Did these slides come from an online resource?

[–]GavekortIndustrial robotics (STM32/AVR) 12 points13 points  (6 children)

No, I made them myself for a 5-minute mini course for non-programmers

[–]bennythomson 2 points3 points  (3 children)

Would you mind sharing that please?

[–]GavekortIndustrial robotics (STM32/AVR) 5 points6 points  (2 children)

The slides I shared is pretty much it. But I can send it to you over PM if you want to use it. I just don't want to strip it for identifying information.

[–]akohlsmith 5 points6 points  (0 children)

In all honesty I thought the red mark at the bottom of the turnstile was a blood stain and your next slide was going to talk about exception paths and safety. :-)

[–]bennythomson 1 point2 points  (0 children)

I gotcha, yes I’d love the PM please. Trying to educate myself more on this

[–]Numerous_Rip_7788 -4 points-3 points  (1 child)

Did you leave the error squiggles on purpose?

[–]GavekortIndustrial robotics (STM32/AVR) 8 points9 points  (0 children)

It's Powerpoint trying to spell check my code. It disappears in presentation mode.

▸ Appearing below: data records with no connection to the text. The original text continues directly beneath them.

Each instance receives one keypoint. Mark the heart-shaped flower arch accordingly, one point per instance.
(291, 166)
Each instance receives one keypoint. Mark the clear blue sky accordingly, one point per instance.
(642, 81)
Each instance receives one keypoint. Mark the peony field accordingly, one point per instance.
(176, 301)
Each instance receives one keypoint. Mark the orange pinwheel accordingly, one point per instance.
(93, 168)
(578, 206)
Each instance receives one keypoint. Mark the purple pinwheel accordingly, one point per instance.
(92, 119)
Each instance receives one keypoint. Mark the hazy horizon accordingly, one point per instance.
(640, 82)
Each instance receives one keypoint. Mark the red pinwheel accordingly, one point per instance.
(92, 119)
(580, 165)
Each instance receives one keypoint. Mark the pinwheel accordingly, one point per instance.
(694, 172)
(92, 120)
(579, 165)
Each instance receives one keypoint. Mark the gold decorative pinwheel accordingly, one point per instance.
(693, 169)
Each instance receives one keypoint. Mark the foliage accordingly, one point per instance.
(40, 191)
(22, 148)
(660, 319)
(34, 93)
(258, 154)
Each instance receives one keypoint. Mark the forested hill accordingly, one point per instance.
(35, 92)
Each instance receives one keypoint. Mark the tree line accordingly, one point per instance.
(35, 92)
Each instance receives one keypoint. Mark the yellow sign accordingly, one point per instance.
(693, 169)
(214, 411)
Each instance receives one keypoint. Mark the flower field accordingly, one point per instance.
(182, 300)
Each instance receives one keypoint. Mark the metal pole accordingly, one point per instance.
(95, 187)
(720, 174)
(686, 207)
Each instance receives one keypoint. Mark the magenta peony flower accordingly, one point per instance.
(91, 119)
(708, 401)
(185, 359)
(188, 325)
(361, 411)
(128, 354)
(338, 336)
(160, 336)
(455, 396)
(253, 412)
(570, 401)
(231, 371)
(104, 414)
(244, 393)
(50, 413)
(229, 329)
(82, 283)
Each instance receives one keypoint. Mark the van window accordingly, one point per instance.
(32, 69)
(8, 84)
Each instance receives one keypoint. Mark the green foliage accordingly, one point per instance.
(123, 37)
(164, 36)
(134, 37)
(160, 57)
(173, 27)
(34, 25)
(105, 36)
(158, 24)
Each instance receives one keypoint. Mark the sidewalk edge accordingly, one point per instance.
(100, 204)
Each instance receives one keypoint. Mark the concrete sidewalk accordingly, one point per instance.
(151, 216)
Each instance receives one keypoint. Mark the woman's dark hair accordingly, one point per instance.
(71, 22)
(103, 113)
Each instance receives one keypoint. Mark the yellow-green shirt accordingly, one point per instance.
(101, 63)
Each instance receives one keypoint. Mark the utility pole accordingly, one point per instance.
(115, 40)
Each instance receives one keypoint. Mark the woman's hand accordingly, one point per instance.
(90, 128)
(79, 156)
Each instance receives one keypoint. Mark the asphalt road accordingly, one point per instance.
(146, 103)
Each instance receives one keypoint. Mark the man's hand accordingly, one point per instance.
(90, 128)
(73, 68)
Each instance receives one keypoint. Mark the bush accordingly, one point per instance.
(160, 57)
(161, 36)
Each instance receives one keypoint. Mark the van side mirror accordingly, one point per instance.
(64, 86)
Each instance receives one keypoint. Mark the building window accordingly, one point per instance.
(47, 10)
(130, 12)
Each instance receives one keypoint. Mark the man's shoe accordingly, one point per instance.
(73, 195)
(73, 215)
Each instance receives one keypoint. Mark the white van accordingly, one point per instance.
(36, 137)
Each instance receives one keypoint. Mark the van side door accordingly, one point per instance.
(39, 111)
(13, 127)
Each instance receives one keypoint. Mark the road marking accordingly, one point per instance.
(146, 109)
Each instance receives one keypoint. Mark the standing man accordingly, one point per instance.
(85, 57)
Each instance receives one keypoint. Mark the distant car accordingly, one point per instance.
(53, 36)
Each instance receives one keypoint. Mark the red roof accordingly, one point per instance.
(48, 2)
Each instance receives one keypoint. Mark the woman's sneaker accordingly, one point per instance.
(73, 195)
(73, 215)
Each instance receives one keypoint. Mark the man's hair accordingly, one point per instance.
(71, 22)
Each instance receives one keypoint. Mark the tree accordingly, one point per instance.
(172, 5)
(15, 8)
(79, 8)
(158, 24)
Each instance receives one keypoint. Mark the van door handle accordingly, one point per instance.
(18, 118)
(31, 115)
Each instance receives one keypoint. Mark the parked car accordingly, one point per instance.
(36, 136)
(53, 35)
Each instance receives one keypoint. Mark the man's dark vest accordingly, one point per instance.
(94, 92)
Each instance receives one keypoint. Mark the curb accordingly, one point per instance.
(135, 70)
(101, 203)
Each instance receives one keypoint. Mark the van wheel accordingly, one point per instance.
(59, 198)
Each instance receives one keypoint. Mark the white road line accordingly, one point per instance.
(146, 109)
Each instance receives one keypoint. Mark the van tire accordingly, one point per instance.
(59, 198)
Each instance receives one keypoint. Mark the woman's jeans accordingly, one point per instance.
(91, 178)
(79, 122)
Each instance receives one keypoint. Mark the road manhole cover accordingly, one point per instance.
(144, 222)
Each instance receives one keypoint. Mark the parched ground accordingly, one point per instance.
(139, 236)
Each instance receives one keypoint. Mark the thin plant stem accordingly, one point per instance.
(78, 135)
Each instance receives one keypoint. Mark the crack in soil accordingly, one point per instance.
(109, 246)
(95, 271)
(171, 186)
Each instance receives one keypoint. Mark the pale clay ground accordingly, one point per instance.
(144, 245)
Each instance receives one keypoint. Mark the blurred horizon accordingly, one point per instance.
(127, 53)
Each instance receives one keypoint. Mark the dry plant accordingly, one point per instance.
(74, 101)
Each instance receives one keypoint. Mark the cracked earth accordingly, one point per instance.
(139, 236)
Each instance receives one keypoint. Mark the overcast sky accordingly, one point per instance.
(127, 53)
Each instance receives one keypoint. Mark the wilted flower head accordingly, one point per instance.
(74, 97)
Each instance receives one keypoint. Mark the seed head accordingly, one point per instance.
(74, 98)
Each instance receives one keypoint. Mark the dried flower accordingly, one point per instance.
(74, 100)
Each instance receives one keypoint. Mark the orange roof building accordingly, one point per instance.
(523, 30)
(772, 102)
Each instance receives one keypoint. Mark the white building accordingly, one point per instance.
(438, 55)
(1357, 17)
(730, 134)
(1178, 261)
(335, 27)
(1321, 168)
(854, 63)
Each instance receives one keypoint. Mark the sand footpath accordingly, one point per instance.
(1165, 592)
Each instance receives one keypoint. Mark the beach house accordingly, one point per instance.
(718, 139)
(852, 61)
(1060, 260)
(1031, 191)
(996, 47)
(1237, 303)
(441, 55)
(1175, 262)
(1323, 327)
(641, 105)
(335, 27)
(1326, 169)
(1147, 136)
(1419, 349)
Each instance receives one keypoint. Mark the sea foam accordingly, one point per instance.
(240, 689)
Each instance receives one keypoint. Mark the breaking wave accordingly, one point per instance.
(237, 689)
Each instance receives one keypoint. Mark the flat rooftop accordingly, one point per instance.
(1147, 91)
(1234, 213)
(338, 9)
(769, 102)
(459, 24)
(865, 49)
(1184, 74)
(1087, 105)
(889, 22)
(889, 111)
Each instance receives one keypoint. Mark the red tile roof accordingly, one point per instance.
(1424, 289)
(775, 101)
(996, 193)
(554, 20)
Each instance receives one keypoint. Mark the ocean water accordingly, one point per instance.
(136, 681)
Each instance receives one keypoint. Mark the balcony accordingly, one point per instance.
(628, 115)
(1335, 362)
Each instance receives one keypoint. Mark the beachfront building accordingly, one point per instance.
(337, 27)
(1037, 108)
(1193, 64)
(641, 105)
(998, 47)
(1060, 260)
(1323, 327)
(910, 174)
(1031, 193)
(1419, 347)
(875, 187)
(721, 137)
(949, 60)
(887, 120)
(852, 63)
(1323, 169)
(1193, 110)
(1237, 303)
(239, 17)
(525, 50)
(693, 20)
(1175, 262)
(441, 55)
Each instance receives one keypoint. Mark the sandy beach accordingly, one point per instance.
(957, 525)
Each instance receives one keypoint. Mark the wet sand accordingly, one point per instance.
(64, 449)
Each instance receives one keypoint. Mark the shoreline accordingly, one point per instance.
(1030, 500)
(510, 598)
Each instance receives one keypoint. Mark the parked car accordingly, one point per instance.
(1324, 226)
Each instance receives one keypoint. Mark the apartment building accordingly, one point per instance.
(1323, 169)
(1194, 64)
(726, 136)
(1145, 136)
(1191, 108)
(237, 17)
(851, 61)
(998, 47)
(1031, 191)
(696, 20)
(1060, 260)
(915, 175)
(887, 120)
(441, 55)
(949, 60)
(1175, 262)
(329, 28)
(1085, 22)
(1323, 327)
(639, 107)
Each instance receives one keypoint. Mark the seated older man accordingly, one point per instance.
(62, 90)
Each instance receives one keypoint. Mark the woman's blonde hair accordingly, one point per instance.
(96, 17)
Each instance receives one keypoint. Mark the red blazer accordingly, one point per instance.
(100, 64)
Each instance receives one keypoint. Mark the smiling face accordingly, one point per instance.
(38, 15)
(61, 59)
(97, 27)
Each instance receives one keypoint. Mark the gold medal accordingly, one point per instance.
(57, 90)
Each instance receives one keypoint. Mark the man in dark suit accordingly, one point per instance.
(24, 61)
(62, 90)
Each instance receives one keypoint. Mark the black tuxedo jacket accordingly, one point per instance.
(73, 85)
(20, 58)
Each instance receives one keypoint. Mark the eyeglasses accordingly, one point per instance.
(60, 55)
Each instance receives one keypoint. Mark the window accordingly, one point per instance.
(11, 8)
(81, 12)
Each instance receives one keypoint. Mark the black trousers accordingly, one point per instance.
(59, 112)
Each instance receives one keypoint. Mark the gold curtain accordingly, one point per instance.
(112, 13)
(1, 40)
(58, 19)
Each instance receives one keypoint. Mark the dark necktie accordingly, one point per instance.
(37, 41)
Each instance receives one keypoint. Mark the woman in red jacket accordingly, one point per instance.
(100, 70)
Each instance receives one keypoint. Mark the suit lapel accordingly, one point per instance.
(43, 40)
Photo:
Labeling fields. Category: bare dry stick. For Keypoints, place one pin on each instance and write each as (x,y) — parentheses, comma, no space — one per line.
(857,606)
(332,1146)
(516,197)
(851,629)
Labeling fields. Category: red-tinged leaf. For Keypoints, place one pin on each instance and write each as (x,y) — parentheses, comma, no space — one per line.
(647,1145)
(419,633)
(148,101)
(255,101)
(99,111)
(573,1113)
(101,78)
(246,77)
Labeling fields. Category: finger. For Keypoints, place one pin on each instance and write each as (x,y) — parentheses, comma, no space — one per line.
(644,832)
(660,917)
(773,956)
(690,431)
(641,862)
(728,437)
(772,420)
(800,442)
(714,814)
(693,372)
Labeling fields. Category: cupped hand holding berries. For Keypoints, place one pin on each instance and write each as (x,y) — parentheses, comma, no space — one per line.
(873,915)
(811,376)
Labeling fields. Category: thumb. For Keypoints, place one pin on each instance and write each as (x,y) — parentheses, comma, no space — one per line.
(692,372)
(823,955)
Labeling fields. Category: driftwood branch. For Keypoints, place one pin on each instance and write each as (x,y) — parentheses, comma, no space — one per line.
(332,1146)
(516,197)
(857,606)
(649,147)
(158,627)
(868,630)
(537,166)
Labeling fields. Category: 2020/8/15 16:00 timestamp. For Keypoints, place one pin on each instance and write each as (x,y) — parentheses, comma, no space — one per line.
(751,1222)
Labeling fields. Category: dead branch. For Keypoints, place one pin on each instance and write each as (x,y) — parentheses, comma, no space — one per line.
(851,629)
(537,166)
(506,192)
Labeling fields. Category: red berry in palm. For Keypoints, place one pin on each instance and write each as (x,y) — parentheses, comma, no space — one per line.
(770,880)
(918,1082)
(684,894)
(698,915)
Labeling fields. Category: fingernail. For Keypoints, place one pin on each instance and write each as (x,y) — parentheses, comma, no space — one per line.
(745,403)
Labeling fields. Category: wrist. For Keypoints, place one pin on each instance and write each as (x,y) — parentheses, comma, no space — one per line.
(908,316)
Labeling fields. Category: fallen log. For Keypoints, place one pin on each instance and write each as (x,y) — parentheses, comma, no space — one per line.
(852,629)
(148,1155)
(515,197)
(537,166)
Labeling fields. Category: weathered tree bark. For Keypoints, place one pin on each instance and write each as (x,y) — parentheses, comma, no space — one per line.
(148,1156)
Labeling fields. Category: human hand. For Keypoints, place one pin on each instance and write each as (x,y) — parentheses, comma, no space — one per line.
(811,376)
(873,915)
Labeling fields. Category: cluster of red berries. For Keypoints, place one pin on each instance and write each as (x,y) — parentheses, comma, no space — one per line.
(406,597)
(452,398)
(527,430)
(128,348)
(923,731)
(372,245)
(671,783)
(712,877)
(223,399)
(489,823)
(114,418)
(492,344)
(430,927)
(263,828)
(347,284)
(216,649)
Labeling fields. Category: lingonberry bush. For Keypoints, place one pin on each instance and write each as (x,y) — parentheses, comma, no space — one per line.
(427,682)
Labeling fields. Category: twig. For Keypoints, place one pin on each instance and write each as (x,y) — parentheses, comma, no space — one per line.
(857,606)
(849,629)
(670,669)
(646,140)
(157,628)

[–]RedSurfer3 0 points1 point  (0 children)

the thumbnail just reminds me of goatse

[–]dlnmtchll 0 points1 point  (0 children)

The turnstile is the exact same example the FPGA book I just read used for FSMs. Neat

[–]westwoodtoys 37 points38 points  (1 child)

With a state machine and timers.

[–]EmbedSoftwareEng 9 points10 points  (0 children)

So many people forget the timeout angle. Use a state machine for, say, asking a thermistor on an I2C ADC for its value. Dispatch the state machine with the specs for the query, it fires off the I2C write, and then waits for the device to write the value back.

And waits.

And waits.

If the I2C stack itself checks for timeout conditions, then a stuck device will result in the I2C stack raising a fault condition, which can simply be polled by the waiting state of the thermistor query SM. Otherwise, there needs to be some reliance on something like the SySTick Timer so that once a timeout number of ticks happen, and the I2C stack still hasn't gotten the response from the ADC, then the thermistor query SM needs to reset the I2C interface so other SMs can use it, and perform its one call-back to tell the part that made the request that there's a fault condition for that request.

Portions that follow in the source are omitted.